Another weather victim: housing starts for January came in lower than expected at 880,000 from 1.1m in December (revised up from 999,000). Analysts were expecting a figure of 950,000.
And it looks like it extended another icy finger into mortgage applications too. Last week, the volume of applications fell for the second week in a row, by 4.1 per cent, according to the Mortgage Bankers Association’s index.
But the worse one-month drop ever in homebuilder confidence yesterday left investors nervous, as data could suggest a greater weakness in the economy than just severe weather.
In focus today are the minutes from the end-of-January Fed meeting which resulted in the second bout of tapering. They may give an inkling as to what the Free Open Market Committee would need to see to prompt it to further trim its stimulus programme in March. By then, there’ll be two extra job reports to chew over.

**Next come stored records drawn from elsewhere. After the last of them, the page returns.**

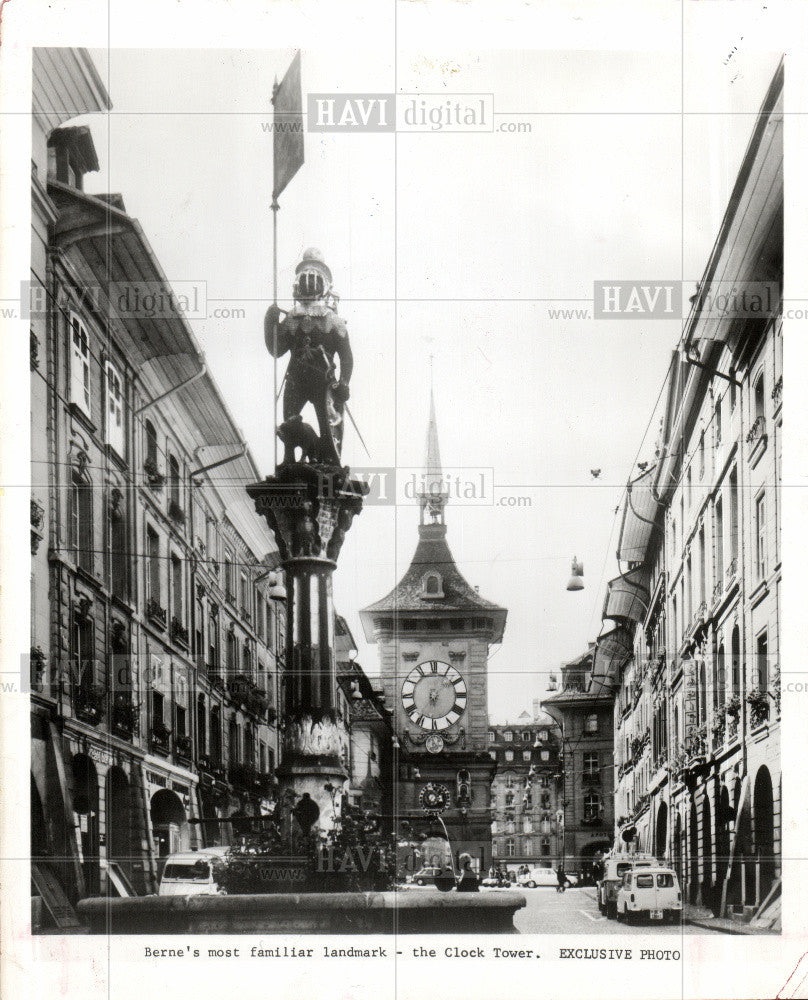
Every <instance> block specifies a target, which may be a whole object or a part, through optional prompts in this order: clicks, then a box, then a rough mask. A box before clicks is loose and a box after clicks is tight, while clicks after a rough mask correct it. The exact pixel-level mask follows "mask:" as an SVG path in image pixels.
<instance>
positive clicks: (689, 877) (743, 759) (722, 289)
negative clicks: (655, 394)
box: [596, 66, 783, 919]
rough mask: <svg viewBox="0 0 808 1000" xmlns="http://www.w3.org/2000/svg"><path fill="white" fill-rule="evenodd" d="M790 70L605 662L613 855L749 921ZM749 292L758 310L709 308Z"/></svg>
mask: <svg viewBox="0 0 808 1000" xmlns="http://www.w3.org/2000/svg"><path fill="white" fill-rule="evenodd" d="M782 87H783V71H782V66H781V67H780V69H779V71H778V73H777V74H776V76H775V78H774V80H773V82H772V84H771V87H770V89H769V92H768V94H767V96H766V99H765V101H764V103H763V106H762V109H761V112H760V115H759V117H758V119H757V121H756V123H755V127H754V131H753V134H752V137H751V140H750V143H749V147H748V149H747V152H746V155H745V158H744V161H743V163H742V165H741V169H740V173H739V176H738V179H737V181H736V184H735V188H734V190H733V194H732V198H731V201H730V205H729V207H728V209H727V212H726V215H725V217H724V221H723V224H722V227H721V231H720V233H719V236H718V240H717V242H716V244H715V248H714V250H713V253H712V255H711V258H710V261H709V264H708V266H707V270H706V272H705V274H704V277H703V279H702V281H701V283H700V285H699V287H698V290H697V293H696V295H695V296H694V299H693V300H692V301H693V308H692V311H691V313H690V316H689V318H688V320H687V323H686V325H685V329H684V333H683V337H682V342H681V344H680V345H679V349H678V351H677V353H676V354H675V355H674V361H673V364H672V367H671V373H670V376H669V379H668V384H667V390H668V391H667V398H666V404H665V412H664V416H663V419H662V423H661V428H660V440H659V443H658V445H657V454H656V461H655V462H654V463H652V464H650V466H649V467H648V468H646V469H645V471H644V472H643V473H642V475H640V476H639V477H637V478H636V479H634V480H633V481H632V482H630V483H629V484H628V489H627V500H626V503H625V506H624V512H623V522H622V530H621V535H620V542H619V547H618V557H619V559H620V560H621V562H622V563H623V564H624V565H625V567H626V571H625V572H624V573H623V574H622V575H621V576H619V577H617V578H616V579H615V580H613V581H611V583H610V584H609V588H608V593H607V596H606V601H605V606H604V619H605V620H607V621H608V622H609V623H610V624H609V628H610V630H611V631H610V632H609V633H608V638H607V641H606V642H605V643H604V644H603V646H602V648H601V645H600V643H599V650H598V656H597V657H596V659H598V662H599V664H600V669H601V670H602V673H603V675H604V676H606V677H608V678H610V683H611V685H612V690H613V693H614V727H615V745H614V754H615V768H616V793H615V796H616V806H615V809H616V813H617V817H618V819H617V829H616V842H615V846H617V847H619V848H621V849H624V850H647V851H652V852H653V853H655V854H656V855H657V856H658V857H659V858H660V860H662V859H664V860H666V861H669V862H671V863H672V864H674V865H675V866H676V868H677V870H678V872H679V875H680V878H681V880H682V883H683V888H684V892H685V894H686V898H687V899H689V900H690V901H691V902H693V903H699V904H702V905H705V906H710V907H712V909H713V910H714V912H715V913H717V914H721V915H730V916H733V915H735V916H739V917H742V918H746V919H749V918H750V917H751V916H752V915H753V914H754V913H755V912H757V911H759V910H762V909H763V908H764V907H765V906H766V905H767V904H768V903H770V902H771V901H772V900H774V899H776V896H777V892H778V891H779V880H780V853H781V847H780V843H781V801H780V785H781V769H780V732H779V730H780V657H779V642H780V639H779V637H780V586H781V554H780V553H781V549H780V530H781V497H780V468H781V455H782V410H781V405H782V384H783V374H782V358H783V346H782V317H781V306H780V295H781V291H782V275H783V227H782V220H783V174H782V164H783V147H782V100H783V96H782ZM733 288H735V289H737V290H741V289H746V290H747V295H748V296H750V297H751V296H753V295H755V294H757V295H761V296H763V300H762V305H761V304H758V305H757V306H755V305H754V304H752V305H751V308H745V307H744V303H743V302H742V301H735V302H734V303H733V302H731V303H730V306H729V308H728V309H724V310H722V311H718V310H717V309H716V308H713V307H712V304H713V303H715V302H716V298H717V296H718V295H719V293H720V292H722V291H727V290H730V289H733Z"/></svg>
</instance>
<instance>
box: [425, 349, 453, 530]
mask: <svg viewBox="0 0 808 1000" xmlns="http://www.w3.org/2000/svg"><path fill="white" fill-rule="evenodd" d="M431 361H432V359H431V358H430V387H429V420H428V422H427V428H426V454H425V457H424V474H423V477H422V480H421V489H420V491H419V493H418V499H419V502H420V506H421V524H424V523H425V514H426V513H427V512H428V514H429V521H430V522H431V523H432V524H443V523H444V519H443V508H444V507H445V506H446V501H447V500H448V499H449V494H448V492H447V491H446V484H445V482H444V479H443V467H442V466H441V461H440V445H439V444H438V422H437V419H436V418H435V392H434V389H433V388H432V385H431Z"/></svg>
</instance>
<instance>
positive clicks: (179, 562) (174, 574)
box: [171, 552, 185, 624]
mask: <svg viewBox="0 0 808 1000" xmlns="http://www.w3.org/2000/svg"><path fill="white" fill-rule="evenodd" d="M182 590H183V588H182V560H181V559H180V557H179V556H177V555H175V554H174V553H173V552H172V554H171V616H172V618H176V620H177V621H178V622H180V624H182V623H183V622H184V621H185V612H184V610H183V600H182V598H183V592H182Z"/></svg>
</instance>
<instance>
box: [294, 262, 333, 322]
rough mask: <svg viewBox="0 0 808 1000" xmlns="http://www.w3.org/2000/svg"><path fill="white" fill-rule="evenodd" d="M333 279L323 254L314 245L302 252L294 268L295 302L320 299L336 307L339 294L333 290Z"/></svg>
mask: <svg viewBox="0 0 808 1000" xmlns="http://www.w3.org/2000/svg"><path fill="white" fill-rule="evenodd" d="M333 281H334V279H333V278H332V276H331V269H330V268H329V266H328V264H326V262H325V261H324V260H323V255H322V254H321V253H320V251H319V250H317V249H316V248H315V247H309V249H308V250H305V251H304V252H303V257H302V258H301V260H300V263H299V264H298V265H297V267H296V268H295V287H294V297H295V300H296V301H297V302H316V301H322V302H325V303H326V305H328V306H330V307H331V308H332V309H336V306H337V303H338V302H339V296H337V295H336V294H335V293H334V290H333Z"/></svg>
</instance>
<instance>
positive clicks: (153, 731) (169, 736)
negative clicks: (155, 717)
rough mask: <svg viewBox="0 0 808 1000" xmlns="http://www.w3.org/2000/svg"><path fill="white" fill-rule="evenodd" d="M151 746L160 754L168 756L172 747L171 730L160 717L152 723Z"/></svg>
mask: <svg viewBox="0 0 808 1000" xmlns="http://www.w3.org/2000/svg"><path fill="white" fill-rule="evenodd" d="M149 746H150V747H151V749H152V750H155V751H156V752H157V753H159V754H163V755H164V756H166V757H167V756H168V754H169V751H170V748H171V730H170V729H169V728H168V726H167V725H166V724H165V723H164V722H161V721H160V720H159V719H158V720H156V721H155V722H153V723H152V727H151V732H150V733H149Z"/></svg>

European stocks have edged lower today, pulled down by Tenaris, the Italian steel pipe specialist, after a US tariff ruling decided against charges on Korean imports of oil and gas piping.
Corporate news
Private equity firm Carlyle Group reported higher-than-expected fourth quarter earnings – up an astonishing 216 per cent. Profits from asset sales and fund values leapt, it said.
Telsa shares remain in focus after they hit an all-time high of $206 in trading yesterday.
While Tenaris sank lower, positive updates from Carlsberg and Lafarge helped negate market losses.
And French bank Credit Agricole said it’d pay a dividend for 2013 (the first one since 2010) on the back of better-than-expected results, and a return to profit.
In the UK
Sports Direct posted an 11.2 per cent jump in sales to £655m in the 13 weeks to 26 January, with quarterly profit up 14.6 per cent at £280.7m. Shares climbed over five per cent on the news.
Pets at Home became the latest firm to announce it’s going to market and BAE shares took off after it negotiated a new price for its Typhoon jet deal with Saudi Arabia.
In Europe
Production in the construction industry increased by 0.9 per cent in the euro area in December, and was up 1.0 per cent in the EU28, Eurostat data showed this morning.